Charles Vacher de Tournemine (1812 - 1872)
Charles Vacher de Tournemine's Orientalist paintings are typical of the majority exhibited at the Paris Salons during the 1850s and 1860s; pleasant genre scenes in rich tones which pleased the public, but exasperated many critics. "Everybody off in his own little corner has set about 'doing' the Eastern world and its colours," de Lagenvais wrote. Certainly, many of these "neo-colourists," as they were dubbed, painted scenes of the Middle East without ever having set foot there. Vacher de Tournemine, however, was a great traveller. Service in the navy between 1825 and 1831 brought him in contact with countries around the Mediterranean. He took part in the battle of Navarino and the seizing of Algiers. He then visited the Balearic Isles, Asia Minor, Cyprus, Lebanon and Egypt. After nine years' further service, this time in the army, he left to study painting in Paris in Isabey's studio. In 1846, Vacher de Tournemine began to exhibit at the Salon, showing scenes brought back from a long stay in Brittany, but after 1852, his paintings were almost exclusively Orientalist. Many of these were variations on his favourite theme: peaceful villages or small houses on the water's edge, the azure sky and white and ochre walls set off by the red and turquoise clothes of the small figures. Of these, the best known is his Habitations turques pres d'Adalia, Asie Mineure (Turkish Dwellings near Adalia, Asia Minor), now in the Louvre museum.

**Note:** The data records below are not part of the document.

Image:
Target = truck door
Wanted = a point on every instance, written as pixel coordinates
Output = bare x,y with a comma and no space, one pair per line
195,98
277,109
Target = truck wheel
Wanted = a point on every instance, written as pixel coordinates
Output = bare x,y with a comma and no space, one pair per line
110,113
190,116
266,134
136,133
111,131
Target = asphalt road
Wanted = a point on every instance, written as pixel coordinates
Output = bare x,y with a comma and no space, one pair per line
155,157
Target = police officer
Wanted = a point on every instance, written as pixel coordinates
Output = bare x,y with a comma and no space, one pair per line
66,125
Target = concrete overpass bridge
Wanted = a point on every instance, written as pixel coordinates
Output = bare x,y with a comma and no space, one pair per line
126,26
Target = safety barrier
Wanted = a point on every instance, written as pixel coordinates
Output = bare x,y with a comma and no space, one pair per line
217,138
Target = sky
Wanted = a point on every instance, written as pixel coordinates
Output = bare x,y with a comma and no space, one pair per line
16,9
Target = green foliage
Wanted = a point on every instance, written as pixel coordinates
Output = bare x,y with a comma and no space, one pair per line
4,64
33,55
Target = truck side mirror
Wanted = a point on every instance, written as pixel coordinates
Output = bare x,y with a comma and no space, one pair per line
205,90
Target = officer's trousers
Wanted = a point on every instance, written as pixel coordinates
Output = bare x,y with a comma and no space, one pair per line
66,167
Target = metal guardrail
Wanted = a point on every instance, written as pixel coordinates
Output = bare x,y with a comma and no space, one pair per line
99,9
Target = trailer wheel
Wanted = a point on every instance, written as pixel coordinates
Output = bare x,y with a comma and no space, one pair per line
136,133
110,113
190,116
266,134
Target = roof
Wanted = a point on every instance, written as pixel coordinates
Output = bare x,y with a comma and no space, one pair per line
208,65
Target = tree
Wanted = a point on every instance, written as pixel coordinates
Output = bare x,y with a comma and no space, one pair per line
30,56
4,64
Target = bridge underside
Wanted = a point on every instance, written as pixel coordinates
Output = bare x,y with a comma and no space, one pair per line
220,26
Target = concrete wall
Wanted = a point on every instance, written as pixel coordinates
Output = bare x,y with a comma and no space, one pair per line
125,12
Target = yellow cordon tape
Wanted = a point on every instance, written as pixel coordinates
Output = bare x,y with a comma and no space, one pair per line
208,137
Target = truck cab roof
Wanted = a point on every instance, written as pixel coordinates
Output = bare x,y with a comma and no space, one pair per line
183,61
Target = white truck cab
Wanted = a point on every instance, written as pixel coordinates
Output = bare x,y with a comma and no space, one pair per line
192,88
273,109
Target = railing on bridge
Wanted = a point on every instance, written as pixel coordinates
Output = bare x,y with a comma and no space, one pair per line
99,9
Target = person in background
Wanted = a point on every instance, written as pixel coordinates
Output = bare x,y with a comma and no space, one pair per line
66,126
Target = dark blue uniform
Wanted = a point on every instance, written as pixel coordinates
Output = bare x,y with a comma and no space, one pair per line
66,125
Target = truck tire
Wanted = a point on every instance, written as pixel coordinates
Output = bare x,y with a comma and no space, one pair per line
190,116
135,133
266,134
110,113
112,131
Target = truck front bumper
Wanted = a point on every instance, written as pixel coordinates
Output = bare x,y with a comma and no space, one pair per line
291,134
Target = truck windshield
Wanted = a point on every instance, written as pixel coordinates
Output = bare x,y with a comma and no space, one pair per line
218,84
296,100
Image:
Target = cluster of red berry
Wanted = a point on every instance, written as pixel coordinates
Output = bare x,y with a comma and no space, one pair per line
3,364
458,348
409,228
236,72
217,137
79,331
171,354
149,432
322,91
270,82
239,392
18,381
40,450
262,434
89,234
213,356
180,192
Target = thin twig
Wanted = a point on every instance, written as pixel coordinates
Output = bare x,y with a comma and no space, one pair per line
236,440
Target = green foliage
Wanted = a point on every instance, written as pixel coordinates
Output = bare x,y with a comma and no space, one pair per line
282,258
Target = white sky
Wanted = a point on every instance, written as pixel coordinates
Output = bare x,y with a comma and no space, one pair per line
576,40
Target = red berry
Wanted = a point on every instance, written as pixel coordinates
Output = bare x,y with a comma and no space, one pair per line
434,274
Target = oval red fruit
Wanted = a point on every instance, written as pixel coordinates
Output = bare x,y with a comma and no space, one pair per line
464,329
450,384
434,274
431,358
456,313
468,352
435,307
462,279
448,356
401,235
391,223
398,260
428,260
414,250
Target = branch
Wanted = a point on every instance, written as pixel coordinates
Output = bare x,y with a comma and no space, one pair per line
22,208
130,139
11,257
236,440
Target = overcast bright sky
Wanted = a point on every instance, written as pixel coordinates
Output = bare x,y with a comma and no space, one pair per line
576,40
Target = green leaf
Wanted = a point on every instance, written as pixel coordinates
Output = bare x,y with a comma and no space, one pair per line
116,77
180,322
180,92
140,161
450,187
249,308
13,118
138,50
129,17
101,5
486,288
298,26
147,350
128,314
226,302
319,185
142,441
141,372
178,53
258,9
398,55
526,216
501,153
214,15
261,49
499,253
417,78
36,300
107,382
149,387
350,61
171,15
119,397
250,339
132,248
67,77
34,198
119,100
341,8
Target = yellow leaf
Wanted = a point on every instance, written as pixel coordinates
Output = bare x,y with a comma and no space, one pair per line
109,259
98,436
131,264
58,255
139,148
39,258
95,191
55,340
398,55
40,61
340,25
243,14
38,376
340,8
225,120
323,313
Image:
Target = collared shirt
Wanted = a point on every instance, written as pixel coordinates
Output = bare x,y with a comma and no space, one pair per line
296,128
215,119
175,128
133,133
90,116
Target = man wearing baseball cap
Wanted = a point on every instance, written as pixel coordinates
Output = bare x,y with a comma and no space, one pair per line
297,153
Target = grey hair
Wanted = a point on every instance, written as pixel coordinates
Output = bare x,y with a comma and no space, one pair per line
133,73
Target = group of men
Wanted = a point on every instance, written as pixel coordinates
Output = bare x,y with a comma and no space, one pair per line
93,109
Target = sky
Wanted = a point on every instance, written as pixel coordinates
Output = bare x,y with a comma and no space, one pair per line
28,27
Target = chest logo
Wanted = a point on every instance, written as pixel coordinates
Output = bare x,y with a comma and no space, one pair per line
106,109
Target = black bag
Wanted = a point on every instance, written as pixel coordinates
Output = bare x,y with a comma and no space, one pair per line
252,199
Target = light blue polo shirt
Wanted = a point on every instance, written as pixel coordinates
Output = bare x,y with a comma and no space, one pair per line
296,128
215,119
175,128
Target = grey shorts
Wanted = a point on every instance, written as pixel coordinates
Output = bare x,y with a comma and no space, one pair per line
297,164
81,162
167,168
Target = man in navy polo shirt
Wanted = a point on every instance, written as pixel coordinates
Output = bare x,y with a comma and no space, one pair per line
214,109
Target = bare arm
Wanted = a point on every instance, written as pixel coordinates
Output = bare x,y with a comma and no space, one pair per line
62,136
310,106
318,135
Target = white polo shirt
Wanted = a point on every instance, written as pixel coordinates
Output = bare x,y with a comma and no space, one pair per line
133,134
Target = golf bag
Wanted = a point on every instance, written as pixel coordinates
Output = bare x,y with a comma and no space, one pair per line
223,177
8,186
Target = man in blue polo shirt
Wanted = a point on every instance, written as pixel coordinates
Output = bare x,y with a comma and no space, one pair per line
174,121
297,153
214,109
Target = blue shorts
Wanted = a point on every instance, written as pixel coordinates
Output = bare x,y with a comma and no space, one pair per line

Other journeys followed, Algeria and Tunisia in 1853, the Danube and the Balkans in 1860 and, in 1863, Asia Minor, where he explored areas both dangerous and little-visited.
During his stay in Adramitti, he witnessed a procession such as the one illustrated here. "Imagine a Turkish wedding procession," he wrote in a letter dated July 1863. "A group of zeibecks lead the way, bearing red and yellow poles from which flutter the bride's shawls and scarves. They are followed by three individuals beating on big drums, accompanied by flute music sharp enough to pierce your ears and make you take to your heels. Next comes the bridegroom with all his friends. From time to time the procession comes to a halt, and one of its members carries a small sugarloaf into a house: this constitutes an invitation to the wedding feast. Then the burlesque dancing resumes with renewed frenzy." His last trip was to Egypt in 1869, for the opening of the Suez Canal. Although he exhibited pictures of India from 1868, temples, hunting scenes, festivals, these were painted from imagination; he never actually went there.
The founder of a well-known revue, Les Artistes Contemporains, which disseminated French art in Europe, Vacher de Tournemine was attached during the Commune to the Musée du Luxembourg, which housed paintings by living artists. Here, he had the responsibility of saving the collections from harm. He was later named assistant curator. He had for some time been on the administrative lists, and five of his paintings in nine years were bought by the State at fairly high prices. Several were sent to provincial museums, Montpellier, Toulon and Marseilles. It seems that Vacher de Tournemine was popular with foreign collectors, for, according to the catalogue of the posthumous studio sale in 1873, his paintings were already rare and few were to be found in France.
There has always been a certain amount of confusion in biographical notes about his name. Although the artist signed his work Ch. de Tournemine, he was in fact the natural son of Bernard Vacher de Tournemine, although declared at birth as de Tournemire.
Literature: Dr. L. Turret "Étude sur C. de Tournemine, peintre toulonnais," Bulletin de la Société Académique du Var, Toulon, 1877; J.C. Lesage, Charles Vacher de Tournemine (thesis in preparation), Institut d'Art et d'Archéologie, Paris-Sorbonne.
Studio sale: 2-4 February 1873, Drouot, Paris.